Freeman textbooks are on a roll these days, what with this new edition of Greenberg and with Rogawski’s excellent new calculus text. (Disclosure: I was a reviewer for Rogawski.)  I don’t advocate for textbook use often, but if you have to use one, use a good one!

Filed under Education, Geometry, Higher ed, Math, Textbooks

## Calculus is older than we thought

It turns out that according to a recent discovery in an ancient manuscript, calculus might first have been discovered not by Newton or Leibniz in the 1700s but by Archimedes a millenium earlier:

For seventy years, a prayer book moldered in the closet of a family in France, passed down from one generation to the next. Its mildewed parchment pages were stiff and contorted, tarnished by burn marks and waxy smudges. Behind the text of the prayers, faint Greek letters marched in lines up the page, with an occasional diagram disappearing into the spine.

The owners wondered if the strange book might have some value, so they took it to Christie’s Auction House of London. And in 1998, Christie’s auctioned it off—for two million dollars.

For this was not just a prayer book. The faint Greek inscriptions and accompanying diagrams were, in fact, the only surviving copies of several works by the great Greek mathematician Archimedes.
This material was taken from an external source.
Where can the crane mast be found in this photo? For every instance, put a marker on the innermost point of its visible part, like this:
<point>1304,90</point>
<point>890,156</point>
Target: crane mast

The kind of mathematics that Archimedes was doing look a lot like standard problems on integration that Calculus II students mutter about today — finding the areas of curved figures, finding the volumes of solids via cross-sectional area sums, and so on.

The article goes into depth about what makes Archimede’s work such a breakthrough, namely the willingness to work with “actual infinity” instead of “potential infinity”. Contemporaries like Aristotle believed that actual infinity didn’t exist; instead, the world is full of potential infinities. For example, lines that are infinitely long do not exist, only lines which are finite but could be extended, hypothetically, to infinite lengths.  The article points out that today, we don’t use actual infinity but rather potential infinity, which is the basic underpinning of the concept of the limit which in turn is what all of calculus is based on.

This is a major discovery — the kind that makes you think about the what-if questions of how the world might have turned out differently if calculus had taken off 700 years prior to Newton. And it’s somehow fitting that high-tech microscopic methods, developed no doubt using the very calculus that Archimedes must have envisioned, were used to extract Archimedes’ handwriting from the copied-over manuscript.